Start MapReduce daemons:

[hdpsysuser@hdpmaster volume]$ start-yarn.sh

starting yarn daemons
starting resourcemanager, logging to /usr/hadoopsw/hadoop-2.7.3/logs/yarn-hdpsysuser-resourcemanager-hdpmaster.out
hdpslave2: starting nodemanager, logging to /usr/hadoopsw/hadoop-2.7.3/logs/yarn-hdpsysuser-nodemanager-hdpslave2.localdomain.out
hdpslave1: starting nodemanager, logging to /usr/hadoopsw/hadoop-2.7.3/logs/yarn-hdpsysuser-nodemanager-hdpslave1.localdomain.out


[hdpsysuser@hdpmaster volume]$ jps

5106 Jps
4837 ResourceManager
4454 NameNode
4653 SecondaryNameNode

For slave nodes

Verify Hadoop daemons on all slave nodes also:

[hdpsysuser@hdpslave1 ~]$ jps

22305 NodeManager
22434 Jps
22003 DataNode

[hdpsysuser@hdpslave2 ~]$ jps

22243 DataNode
22679 Jps
22542 NodeManager


The NodeManager (NM) is YARN’s per-node agent, and takes care of the individual compute nodes in a Hadoop cluster.

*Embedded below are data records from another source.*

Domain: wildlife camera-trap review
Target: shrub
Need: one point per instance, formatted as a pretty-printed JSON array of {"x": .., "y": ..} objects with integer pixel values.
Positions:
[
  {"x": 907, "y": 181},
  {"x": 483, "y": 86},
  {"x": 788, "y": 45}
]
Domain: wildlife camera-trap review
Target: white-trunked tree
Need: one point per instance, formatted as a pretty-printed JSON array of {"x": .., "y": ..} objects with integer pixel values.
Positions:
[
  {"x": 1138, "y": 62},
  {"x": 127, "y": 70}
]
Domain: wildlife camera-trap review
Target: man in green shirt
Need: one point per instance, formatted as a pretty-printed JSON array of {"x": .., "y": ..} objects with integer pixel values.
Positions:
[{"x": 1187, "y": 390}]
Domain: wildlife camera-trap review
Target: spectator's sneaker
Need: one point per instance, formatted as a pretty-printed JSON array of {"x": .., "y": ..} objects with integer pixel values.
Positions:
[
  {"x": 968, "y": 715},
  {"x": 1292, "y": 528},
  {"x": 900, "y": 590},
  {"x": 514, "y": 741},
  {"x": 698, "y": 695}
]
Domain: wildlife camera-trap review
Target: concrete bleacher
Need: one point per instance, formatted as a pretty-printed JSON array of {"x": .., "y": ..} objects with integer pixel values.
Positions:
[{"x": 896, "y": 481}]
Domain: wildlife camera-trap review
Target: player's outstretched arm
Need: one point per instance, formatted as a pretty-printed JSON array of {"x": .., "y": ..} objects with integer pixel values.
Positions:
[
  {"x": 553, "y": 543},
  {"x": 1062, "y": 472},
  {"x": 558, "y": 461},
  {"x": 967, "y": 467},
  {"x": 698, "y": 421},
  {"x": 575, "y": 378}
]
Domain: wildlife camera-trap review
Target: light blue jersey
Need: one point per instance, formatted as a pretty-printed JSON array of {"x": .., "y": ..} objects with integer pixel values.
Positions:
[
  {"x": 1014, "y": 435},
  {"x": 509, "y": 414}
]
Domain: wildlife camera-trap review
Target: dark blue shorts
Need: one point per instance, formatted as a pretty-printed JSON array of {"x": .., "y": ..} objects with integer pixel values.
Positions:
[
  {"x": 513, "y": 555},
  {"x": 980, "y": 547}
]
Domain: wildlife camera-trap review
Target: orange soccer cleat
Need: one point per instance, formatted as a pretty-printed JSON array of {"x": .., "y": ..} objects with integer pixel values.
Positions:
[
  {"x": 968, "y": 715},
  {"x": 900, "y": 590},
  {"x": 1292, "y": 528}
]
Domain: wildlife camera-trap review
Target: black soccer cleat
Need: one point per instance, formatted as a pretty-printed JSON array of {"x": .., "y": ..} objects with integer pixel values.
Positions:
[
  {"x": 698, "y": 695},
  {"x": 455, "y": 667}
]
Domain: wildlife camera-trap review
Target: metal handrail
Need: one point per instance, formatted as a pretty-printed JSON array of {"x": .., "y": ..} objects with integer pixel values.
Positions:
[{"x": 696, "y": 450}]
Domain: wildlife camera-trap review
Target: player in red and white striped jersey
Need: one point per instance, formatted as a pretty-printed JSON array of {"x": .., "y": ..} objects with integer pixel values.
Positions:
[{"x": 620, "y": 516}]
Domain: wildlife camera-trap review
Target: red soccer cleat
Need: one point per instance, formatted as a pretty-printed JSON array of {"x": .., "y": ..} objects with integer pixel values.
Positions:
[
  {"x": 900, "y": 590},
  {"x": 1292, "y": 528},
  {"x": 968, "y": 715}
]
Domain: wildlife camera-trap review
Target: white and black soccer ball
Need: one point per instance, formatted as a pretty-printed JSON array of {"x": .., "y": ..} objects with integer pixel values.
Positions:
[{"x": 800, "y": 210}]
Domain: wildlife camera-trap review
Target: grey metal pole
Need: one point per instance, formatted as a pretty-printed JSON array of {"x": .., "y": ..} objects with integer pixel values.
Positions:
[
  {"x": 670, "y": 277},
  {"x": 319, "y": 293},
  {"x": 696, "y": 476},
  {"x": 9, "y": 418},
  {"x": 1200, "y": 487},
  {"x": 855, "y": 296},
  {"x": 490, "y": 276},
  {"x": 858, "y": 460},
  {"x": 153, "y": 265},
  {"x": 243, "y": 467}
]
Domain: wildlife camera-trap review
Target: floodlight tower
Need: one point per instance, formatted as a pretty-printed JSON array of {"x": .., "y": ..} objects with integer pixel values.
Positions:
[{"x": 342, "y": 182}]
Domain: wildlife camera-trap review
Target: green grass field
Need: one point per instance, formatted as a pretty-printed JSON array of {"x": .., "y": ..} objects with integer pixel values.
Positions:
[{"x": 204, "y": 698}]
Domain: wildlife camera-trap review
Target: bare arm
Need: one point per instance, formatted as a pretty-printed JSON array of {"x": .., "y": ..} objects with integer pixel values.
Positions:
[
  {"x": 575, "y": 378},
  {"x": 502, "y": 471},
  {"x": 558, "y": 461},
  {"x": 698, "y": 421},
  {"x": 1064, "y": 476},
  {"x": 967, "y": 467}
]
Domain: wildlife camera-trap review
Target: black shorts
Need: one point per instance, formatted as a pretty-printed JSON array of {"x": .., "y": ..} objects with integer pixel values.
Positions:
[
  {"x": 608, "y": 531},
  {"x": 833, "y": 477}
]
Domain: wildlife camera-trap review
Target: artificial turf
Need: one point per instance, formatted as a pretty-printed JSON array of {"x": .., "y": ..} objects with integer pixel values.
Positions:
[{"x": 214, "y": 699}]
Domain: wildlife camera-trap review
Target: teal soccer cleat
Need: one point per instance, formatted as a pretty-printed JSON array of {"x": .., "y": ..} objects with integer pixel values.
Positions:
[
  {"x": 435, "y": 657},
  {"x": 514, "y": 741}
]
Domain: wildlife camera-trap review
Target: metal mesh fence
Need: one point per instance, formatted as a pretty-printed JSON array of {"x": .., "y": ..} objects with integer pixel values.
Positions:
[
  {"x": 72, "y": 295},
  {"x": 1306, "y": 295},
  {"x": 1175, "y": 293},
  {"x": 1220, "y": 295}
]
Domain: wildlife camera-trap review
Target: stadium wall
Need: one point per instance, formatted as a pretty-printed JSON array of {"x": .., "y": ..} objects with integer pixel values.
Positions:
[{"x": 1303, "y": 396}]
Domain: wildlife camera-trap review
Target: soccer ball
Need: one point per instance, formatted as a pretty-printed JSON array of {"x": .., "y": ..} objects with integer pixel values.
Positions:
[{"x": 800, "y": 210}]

This includes keeping up-to date with the ResourceManager (RM), overseeing containers’ life-cycle management; monitoring resource usage (memory, CPU) of individual containers, tracking node-health, log’s management and auxiliary services which may be exploited by different YARN applications.


Track/Veify using web UI

For ResourceManager – http://hdpmaster:8088


For NameNode – http://hdpmaster:50070



Congratulations! You have successfully setup Apache Hadoop multi node cluster in Redhat Linux.